Maturity and perspective. At 26, Lewsey understands a thing or two about those twin peaks of the career professional's mentality, not least because so many of his Sandhurst peers are now at war in the Gulf. Had he chosen differently at the end of his cadetship, he would be there himself. On Monday, he received letters and e-mails from friends billeted on the Kuwait-Iraq border, and was moved almost to tears.

He has replied to every one of his correspondents, but has no idea when, or if, his messages will get through. Focused as he is on today's Six Nations business, he would be less than human if he shut the international crisis wholly from his mind.

"We all have our jobs to do this weekend, but theirs is a job way beyond anything I'll be carrying out as England's full-back in a game of rugby," he acknowledged. "There again, I made the call between rugby and the Army, and I have to make the most of my chances on the road I chose to follow. For that reason, I cannot afford to look back on the Italy game [when he scored two exceptional tries and was heavily implicated in all of England's good work in the early stages of the match]. This is all about Scotland and how I perform in these latest 80 minutes granted me by the selectors. Nothing else matters – not in the rugby sense, at any rate."

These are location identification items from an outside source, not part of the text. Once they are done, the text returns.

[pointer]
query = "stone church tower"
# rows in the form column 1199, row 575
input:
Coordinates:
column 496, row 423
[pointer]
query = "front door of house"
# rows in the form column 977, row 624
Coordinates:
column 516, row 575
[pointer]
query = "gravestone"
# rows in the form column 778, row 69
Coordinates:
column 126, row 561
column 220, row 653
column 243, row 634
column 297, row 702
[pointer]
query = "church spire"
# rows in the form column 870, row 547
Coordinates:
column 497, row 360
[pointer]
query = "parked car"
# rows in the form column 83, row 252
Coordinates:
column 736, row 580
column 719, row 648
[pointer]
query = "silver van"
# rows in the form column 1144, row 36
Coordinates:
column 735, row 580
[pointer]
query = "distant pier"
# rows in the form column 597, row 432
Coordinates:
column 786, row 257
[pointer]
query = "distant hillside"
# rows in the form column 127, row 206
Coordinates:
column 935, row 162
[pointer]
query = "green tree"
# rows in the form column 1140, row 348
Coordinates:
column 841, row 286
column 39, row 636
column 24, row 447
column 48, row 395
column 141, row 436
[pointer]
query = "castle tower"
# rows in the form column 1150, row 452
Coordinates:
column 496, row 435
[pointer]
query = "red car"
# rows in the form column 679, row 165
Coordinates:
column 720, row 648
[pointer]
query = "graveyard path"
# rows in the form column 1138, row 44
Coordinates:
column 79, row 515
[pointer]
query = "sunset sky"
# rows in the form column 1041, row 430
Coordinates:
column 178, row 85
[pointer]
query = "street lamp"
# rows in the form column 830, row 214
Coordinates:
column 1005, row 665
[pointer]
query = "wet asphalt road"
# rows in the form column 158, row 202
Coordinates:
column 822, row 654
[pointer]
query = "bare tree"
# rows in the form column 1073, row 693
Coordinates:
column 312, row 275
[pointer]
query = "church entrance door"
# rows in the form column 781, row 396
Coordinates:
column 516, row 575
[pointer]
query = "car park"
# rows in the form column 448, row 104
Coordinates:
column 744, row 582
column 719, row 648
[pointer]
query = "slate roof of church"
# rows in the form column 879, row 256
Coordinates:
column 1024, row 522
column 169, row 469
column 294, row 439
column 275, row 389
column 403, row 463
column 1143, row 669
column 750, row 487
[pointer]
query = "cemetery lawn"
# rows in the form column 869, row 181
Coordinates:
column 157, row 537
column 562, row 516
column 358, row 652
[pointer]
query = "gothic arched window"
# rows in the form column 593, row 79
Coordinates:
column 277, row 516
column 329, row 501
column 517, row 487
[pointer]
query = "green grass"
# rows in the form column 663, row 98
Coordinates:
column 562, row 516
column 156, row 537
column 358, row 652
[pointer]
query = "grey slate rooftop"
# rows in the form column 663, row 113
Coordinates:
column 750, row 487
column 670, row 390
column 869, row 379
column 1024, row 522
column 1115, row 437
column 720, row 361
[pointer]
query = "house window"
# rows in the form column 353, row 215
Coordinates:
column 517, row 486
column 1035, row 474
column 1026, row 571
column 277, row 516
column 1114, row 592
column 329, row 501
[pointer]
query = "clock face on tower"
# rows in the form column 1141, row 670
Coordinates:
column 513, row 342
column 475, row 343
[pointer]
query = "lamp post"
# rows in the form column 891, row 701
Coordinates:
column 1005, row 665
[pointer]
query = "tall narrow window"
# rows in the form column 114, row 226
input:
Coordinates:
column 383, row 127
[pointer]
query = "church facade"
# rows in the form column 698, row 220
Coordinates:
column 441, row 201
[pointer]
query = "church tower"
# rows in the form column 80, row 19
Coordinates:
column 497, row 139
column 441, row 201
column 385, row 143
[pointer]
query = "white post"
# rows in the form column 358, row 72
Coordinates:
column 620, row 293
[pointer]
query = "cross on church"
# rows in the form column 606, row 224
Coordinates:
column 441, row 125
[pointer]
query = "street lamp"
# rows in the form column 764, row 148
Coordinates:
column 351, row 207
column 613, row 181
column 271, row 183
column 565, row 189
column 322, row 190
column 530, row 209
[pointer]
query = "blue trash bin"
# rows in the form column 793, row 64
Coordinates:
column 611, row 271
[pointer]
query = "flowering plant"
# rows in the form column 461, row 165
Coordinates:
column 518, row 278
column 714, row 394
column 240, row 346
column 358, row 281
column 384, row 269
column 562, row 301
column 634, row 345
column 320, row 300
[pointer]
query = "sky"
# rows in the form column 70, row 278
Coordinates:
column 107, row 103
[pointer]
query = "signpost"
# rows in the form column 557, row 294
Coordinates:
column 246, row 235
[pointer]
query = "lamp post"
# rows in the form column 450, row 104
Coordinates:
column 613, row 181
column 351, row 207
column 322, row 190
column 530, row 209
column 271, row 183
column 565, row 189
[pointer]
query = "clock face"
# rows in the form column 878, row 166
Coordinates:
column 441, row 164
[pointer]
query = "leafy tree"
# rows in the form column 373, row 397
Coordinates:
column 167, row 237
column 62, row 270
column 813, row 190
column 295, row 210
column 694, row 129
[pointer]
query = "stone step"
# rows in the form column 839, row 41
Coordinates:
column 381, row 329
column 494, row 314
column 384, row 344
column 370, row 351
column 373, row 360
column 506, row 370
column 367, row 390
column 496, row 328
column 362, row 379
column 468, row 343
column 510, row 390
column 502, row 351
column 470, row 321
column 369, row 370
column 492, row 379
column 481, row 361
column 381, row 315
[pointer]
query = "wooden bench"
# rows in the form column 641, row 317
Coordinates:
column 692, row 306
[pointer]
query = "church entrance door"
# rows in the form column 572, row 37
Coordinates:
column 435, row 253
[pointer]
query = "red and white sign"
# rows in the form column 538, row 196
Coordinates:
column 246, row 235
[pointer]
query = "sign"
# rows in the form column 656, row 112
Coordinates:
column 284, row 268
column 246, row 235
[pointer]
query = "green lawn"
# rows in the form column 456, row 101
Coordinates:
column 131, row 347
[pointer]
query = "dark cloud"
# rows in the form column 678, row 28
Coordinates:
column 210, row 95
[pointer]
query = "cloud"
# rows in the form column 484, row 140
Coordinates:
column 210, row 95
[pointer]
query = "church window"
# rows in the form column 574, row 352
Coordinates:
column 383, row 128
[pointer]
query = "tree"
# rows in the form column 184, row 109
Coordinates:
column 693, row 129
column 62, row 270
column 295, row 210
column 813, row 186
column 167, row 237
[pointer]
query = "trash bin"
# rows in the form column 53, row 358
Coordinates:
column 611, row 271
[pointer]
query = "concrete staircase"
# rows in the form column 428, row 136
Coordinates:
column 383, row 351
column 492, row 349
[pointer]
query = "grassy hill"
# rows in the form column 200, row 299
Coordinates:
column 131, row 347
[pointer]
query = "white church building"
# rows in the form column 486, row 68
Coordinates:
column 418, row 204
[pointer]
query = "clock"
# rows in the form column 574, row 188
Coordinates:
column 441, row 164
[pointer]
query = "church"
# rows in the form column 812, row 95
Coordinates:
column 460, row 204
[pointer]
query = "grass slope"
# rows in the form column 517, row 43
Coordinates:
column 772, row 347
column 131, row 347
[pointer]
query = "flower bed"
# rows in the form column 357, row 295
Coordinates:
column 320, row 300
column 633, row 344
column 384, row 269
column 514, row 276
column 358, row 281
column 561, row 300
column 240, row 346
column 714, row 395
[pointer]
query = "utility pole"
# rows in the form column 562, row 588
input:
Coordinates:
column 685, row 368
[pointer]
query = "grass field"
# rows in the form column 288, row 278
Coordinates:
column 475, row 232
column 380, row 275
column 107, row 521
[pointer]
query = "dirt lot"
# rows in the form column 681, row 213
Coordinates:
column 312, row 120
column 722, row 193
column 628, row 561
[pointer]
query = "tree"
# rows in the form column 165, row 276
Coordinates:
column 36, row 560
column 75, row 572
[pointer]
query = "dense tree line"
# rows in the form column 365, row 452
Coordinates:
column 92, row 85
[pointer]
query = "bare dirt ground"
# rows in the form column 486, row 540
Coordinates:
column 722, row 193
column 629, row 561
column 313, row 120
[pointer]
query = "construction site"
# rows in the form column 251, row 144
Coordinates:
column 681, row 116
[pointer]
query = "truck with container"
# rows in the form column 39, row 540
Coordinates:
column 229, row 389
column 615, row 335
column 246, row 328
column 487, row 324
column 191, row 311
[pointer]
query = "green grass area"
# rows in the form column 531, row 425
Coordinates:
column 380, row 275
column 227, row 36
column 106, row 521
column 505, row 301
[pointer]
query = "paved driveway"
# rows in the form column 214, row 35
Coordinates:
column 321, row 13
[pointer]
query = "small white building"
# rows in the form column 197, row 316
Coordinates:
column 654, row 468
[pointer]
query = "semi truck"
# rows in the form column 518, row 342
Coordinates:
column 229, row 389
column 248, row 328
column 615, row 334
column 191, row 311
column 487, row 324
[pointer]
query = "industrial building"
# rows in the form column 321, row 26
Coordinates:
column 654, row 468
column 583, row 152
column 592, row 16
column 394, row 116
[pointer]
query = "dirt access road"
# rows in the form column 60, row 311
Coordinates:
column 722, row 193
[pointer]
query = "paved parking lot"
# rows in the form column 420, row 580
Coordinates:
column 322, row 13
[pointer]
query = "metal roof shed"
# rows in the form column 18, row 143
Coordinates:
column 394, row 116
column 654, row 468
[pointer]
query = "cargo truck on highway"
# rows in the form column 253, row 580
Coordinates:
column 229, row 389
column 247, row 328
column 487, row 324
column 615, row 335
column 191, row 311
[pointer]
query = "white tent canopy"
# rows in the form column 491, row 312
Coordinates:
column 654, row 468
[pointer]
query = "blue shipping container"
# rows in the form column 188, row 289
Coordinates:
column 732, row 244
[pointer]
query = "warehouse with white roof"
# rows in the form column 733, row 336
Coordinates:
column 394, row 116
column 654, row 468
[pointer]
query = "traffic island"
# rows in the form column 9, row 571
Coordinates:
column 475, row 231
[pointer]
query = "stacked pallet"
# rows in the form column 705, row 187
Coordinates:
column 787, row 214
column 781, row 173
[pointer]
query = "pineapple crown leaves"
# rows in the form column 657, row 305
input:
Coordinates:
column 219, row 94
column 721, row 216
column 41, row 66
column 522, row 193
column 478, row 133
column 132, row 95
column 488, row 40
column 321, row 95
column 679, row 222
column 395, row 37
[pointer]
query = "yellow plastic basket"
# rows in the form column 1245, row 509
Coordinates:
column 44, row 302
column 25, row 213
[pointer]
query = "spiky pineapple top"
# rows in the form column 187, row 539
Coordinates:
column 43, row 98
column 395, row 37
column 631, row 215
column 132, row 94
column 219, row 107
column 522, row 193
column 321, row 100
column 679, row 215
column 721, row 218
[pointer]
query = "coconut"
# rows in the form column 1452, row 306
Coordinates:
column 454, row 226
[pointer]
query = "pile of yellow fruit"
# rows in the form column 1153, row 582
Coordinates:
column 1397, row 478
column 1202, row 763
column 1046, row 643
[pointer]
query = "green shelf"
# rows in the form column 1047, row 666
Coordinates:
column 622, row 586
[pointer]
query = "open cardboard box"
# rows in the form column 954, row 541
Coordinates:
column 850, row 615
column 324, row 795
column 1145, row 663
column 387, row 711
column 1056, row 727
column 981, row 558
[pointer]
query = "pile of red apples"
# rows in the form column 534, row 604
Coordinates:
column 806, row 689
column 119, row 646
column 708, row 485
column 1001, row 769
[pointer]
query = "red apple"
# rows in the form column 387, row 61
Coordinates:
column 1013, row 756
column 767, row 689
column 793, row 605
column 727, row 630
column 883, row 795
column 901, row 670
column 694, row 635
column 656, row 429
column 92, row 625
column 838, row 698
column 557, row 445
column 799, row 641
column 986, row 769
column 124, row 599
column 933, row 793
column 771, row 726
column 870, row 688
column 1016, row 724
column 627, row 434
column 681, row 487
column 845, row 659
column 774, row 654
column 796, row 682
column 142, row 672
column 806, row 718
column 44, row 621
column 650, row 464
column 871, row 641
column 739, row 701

Assuming Lewsey stays fit – and there are few fitter players available to Woodward as he begins to shape his 30-man squad for this year's World Cup – he will make the tour party for the summer Tests with New Zealand in Wellington, and Australia in Melbourne without breaking sweat. His career has come full circle. This particular stroppy little sod has grown into an international-class sportsman with his head screwed on and his heart in the right place. The process was long, and sometimes painful. Was it worth it? Definitely.